In this astonishing, apocalyptically-toned, romantic comedy, Babinet tackles the topic of the environment, but also that of paternity and stereotypical masculinity, in genuinely surprising fashion. With humour and poetry, Fishlove (a title and a guarantee) homes in on two characters on the edge, beautiful losers lost in a world they no longer understand but who are nonetheless inhabited by a thirst for tenderness that makes them invincible. As the world moves ever closer towards the abyss, Daniel and Lucie try to find an escape from world destruction in their love. Despite its delightfully improbable, (inevitably) heterosexual love story, Fishlove sidesteps all the usual clichés associated with procreation and so-called “masculinity”. Indeed, Babinet gives us a character who is wrestling with the absurdities of this socially constructed form of masculinity which encourages us to believe that happiness can only come with fatherhood unfolding within a “standard” heteronormative couple. Daniel gradually becomes aware of this prison, of the absurd battle involved in living a “normal” life, which ultimately can’t bring him the happiness he so desires.

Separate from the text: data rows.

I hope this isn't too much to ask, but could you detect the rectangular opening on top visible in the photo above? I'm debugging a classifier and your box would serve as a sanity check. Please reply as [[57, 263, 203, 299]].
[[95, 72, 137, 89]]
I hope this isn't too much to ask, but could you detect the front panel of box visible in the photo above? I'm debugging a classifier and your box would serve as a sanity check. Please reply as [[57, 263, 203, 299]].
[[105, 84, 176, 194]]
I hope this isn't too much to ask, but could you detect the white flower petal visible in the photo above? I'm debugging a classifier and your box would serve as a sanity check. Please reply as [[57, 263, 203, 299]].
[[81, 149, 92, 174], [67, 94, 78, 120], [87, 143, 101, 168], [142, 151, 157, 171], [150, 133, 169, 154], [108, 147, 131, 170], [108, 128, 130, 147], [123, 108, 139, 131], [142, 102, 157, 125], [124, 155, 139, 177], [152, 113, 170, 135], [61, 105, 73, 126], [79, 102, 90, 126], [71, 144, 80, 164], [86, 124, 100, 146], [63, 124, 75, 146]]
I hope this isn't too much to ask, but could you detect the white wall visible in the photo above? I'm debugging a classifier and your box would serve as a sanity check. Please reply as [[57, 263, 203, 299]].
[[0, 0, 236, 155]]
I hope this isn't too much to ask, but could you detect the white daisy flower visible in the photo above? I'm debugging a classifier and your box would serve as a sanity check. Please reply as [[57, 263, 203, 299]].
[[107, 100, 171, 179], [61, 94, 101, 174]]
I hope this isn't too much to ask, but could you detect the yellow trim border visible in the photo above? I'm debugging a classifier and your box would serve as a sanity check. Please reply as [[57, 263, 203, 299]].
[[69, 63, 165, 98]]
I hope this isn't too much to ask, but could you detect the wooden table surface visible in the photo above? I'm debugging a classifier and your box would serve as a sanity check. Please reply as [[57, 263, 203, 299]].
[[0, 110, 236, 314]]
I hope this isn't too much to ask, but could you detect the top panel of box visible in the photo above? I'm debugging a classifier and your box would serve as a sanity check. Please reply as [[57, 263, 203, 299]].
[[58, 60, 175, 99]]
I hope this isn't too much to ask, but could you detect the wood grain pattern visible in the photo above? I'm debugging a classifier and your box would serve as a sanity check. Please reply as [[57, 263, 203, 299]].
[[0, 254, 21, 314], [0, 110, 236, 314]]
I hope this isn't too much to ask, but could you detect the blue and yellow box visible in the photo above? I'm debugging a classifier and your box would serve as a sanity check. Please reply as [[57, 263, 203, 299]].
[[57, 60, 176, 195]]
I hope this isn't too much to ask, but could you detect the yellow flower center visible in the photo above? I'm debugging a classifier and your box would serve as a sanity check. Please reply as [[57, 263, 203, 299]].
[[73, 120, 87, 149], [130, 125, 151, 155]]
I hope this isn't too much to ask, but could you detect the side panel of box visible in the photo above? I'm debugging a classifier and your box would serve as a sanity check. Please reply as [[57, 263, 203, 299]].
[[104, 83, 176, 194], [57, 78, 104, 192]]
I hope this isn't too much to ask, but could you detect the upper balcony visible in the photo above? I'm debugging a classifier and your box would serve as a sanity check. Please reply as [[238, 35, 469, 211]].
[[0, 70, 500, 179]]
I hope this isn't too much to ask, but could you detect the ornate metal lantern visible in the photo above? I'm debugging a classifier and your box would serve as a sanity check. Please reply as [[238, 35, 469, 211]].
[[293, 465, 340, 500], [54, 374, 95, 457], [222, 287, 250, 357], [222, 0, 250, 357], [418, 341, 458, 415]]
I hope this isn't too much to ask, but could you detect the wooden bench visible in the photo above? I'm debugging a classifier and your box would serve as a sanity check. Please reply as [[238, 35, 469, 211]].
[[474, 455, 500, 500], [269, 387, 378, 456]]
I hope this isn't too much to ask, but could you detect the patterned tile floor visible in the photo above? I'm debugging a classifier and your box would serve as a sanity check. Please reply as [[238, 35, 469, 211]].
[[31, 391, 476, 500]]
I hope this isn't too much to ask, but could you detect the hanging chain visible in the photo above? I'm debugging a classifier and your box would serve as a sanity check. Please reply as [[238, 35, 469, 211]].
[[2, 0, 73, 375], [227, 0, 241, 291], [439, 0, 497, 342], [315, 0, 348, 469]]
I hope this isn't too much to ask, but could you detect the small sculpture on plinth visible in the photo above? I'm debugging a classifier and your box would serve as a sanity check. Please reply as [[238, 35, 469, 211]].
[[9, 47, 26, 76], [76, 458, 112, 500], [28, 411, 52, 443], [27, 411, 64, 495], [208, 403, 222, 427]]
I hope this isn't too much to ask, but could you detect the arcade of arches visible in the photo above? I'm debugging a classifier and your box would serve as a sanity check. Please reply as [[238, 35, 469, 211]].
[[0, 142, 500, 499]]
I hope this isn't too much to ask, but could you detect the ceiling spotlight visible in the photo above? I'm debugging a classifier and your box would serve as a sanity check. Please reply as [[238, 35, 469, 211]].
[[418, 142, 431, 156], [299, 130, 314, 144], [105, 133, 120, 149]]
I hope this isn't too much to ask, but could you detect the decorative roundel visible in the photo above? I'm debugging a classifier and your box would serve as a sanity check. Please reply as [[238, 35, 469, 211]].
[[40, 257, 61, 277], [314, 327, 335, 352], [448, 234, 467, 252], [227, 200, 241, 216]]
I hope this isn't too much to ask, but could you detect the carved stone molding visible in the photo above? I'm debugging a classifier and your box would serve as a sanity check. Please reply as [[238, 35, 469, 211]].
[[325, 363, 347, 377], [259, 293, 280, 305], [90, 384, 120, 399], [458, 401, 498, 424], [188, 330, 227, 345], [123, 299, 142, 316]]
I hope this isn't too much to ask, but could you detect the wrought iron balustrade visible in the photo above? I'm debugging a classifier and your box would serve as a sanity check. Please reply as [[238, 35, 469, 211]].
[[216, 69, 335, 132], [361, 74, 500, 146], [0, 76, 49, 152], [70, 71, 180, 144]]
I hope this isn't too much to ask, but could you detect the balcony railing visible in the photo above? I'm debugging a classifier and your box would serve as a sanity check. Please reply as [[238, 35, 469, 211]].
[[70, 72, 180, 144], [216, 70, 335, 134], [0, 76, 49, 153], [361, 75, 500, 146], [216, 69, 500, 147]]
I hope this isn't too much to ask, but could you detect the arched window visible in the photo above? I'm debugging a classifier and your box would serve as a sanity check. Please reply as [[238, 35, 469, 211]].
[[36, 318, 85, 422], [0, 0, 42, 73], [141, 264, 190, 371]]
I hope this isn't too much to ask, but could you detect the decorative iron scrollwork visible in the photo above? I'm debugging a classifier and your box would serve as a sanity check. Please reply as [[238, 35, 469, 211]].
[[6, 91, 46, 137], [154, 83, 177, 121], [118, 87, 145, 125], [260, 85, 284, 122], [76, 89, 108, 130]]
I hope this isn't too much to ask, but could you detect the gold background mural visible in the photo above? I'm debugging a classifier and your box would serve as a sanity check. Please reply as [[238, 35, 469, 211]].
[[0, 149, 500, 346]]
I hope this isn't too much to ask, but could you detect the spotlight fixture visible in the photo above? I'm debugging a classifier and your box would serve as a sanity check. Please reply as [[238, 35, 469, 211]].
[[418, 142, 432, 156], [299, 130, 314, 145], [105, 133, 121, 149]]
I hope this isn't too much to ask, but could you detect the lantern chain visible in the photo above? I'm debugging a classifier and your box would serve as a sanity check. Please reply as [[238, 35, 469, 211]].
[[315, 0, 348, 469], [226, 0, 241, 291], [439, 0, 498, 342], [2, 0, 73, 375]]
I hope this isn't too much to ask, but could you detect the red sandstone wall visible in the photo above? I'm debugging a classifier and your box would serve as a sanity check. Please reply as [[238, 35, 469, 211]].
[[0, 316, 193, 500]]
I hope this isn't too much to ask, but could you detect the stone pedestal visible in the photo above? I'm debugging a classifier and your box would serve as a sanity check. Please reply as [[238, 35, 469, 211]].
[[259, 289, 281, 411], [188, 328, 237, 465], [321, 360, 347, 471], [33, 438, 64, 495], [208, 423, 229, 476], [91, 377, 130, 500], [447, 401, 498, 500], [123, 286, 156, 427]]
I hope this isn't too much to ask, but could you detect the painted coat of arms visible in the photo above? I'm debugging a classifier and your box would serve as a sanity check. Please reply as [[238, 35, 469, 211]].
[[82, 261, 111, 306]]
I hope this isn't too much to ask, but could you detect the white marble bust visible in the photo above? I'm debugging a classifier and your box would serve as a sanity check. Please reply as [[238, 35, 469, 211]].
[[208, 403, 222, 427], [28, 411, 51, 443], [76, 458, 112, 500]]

Babinet seems to want to open our eyes to a “different” world, destroying the present one in order to create another without rules, or rather with different, more creative and stimulating rules. The relationship between man and beast is also called into question, analysed and portrayed with a redeeming dose of imagination and creativity. Daniel, a renowned researcher and scientist, allows himself to be overcome by anthropomorphic tendencies which see him interpreting the actions of his protégé, the fish (of the axalotl species) Nietzsche, on the basis of human emotions. A sense of friendship and understanding develops between the two, by far transcending any differences between their species; a deep bond which has no need for words. Fishlove helps us to understand that the disappearance of humankind would also mean the disappearance of an irreplaceable form of beauty and ingenuity. The planet’s diversity (in all its forms: sexual, gender, species …) must be preserved and valorised, because this will be the trait to transform the world into the place of our dreams.

Fishlove is a co-production between Comme des Cinémas (France) and Tarantula Belgique, with international sales in the hands of Indie Sales.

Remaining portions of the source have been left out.